読んでみて下さい 「赤紙」ってなに?  PDF

読んでみて下さい 「赤紙」ってなに?

故・中野信夫氏の従軍記が絵本に

 協会の名誉理事長であった故・中野信夫氏の回想として絵本『「赤紙」ってなに?』(ほむぎ出版・300円税込)が2015年1月に出版された。これは、1977年に出版された同氏著書の『靖国街道』の挿絵をもとに絵本として編集されたもの。ご息女の中野圭子氏が編集を担当されている。会員各位に1冊ずつご提供いただいたので、本紙に同封した。中野圭子氏からの以下の寄稿と併せて、ぜひご覧いただきたい。また、より多くの若い世代に戦争の悲惨さを知ってほしいと、昨年『靖国街道』をブックレット『軍医殿!腹をやられました』(かもがわ出版・600円+税)としてリライトもされている。併せてご紹介したい。

子どもたちを戦争に行かせない!!  思い強く

 保険医協会の理事会で、となりに座っておられた新井多聞先生が「中野先生!えらい目が黄色いですな」と下眼瞼を指で押し下げられたという。そして、その席から四条病院(当時の院長が中野進)へ直行。2カ月の安静を命じられました。
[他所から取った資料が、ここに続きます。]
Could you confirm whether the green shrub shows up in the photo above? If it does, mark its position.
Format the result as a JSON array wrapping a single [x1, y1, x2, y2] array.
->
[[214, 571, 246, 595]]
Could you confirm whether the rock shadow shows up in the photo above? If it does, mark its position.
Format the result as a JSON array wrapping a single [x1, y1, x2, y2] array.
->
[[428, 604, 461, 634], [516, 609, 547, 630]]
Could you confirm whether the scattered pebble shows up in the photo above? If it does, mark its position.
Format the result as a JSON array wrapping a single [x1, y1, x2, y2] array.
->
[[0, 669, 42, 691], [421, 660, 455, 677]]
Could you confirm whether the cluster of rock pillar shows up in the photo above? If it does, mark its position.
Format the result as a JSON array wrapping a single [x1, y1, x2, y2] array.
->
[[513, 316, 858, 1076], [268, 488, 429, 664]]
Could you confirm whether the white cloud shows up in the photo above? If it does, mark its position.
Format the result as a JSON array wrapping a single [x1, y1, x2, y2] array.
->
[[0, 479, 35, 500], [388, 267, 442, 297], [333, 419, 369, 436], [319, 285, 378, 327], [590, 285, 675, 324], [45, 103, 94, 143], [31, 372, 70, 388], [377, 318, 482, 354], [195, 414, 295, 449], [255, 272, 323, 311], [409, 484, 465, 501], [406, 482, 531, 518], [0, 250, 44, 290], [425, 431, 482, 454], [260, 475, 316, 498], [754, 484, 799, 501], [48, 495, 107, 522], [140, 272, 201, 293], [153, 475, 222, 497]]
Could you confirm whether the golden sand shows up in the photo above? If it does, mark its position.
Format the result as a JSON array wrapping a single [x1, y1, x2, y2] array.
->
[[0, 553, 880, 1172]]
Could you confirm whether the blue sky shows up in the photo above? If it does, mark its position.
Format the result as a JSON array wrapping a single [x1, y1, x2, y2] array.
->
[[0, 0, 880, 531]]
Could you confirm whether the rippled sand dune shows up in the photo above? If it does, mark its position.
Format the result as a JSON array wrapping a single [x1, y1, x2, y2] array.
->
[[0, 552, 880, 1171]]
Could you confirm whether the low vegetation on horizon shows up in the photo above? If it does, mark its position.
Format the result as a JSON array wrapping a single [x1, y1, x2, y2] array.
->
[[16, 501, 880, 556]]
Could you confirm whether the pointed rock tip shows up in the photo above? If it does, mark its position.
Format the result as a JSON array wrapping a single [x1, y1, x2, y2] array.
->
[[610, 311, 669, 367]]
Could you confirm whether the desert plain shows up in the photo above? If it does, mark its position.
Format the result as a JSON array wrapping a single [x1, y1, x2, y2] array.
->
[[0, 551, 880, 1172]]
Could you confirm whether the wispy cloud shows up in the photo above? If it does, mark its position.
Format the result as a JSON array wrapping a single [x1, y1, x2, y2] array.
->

が、入院は1カ月ともたず自宅療養となりました。
 その療養中に堰を切ったように書き出したのが『靖国街道』(1977年初版)です。元気になったある日、「圭子、これ読んでみんか」と原稿を持ってきました。6時間ほどぶっ通しで読んで、びっくりしました。
 小学生のころにゼスチャーたっぷりで穴を掘って隠れた話などは聞いていましたが、それは映画を観ているようで面白かったし、現地の子どものケガの手当てなどは「眼科やのにすごい!」と誇らしく思っていました。その時はインパールの悲惨な状況など出てきませんでした。『靖国街道』の原稿を読み終えたとき、「子どもたちに戦争をさせてはいけない」と強く思いました。
 昨年はインパール作戦開始70周年。『靖国街道』を読み返し『軍医殿!腹をやられました』にリライトしましたが、「今どきの若者は文字離れが進んでいるから…」と言われ、今回この『「赤紙」ってなに』をつくりました。これは父が絵日記として綴っていたものを下敷きにしています。
 この絵本と同じ内容を語っている映像も最近見つかりました。そこでの父は、淡々と撮影している孫に語りかけています。「百まで生きよう会」の会長を自負していた父は、近くに住む妹の家族に支えられ大往生しました。
 その1年余り前に、保険医協会設立当時から、ずっと二人三脚だった小井実さんから「よそのお年寄りの世話もええけど、オヤジの世話もせんと…」と言われ、私は職を辞し週3日、父のそばで過ごしました。その父との時間は私の宝物となりました。
 ここに父をお支え下さった多くの皆さまに心から感謝申し上げます。
 長い年月、ありがとうございました。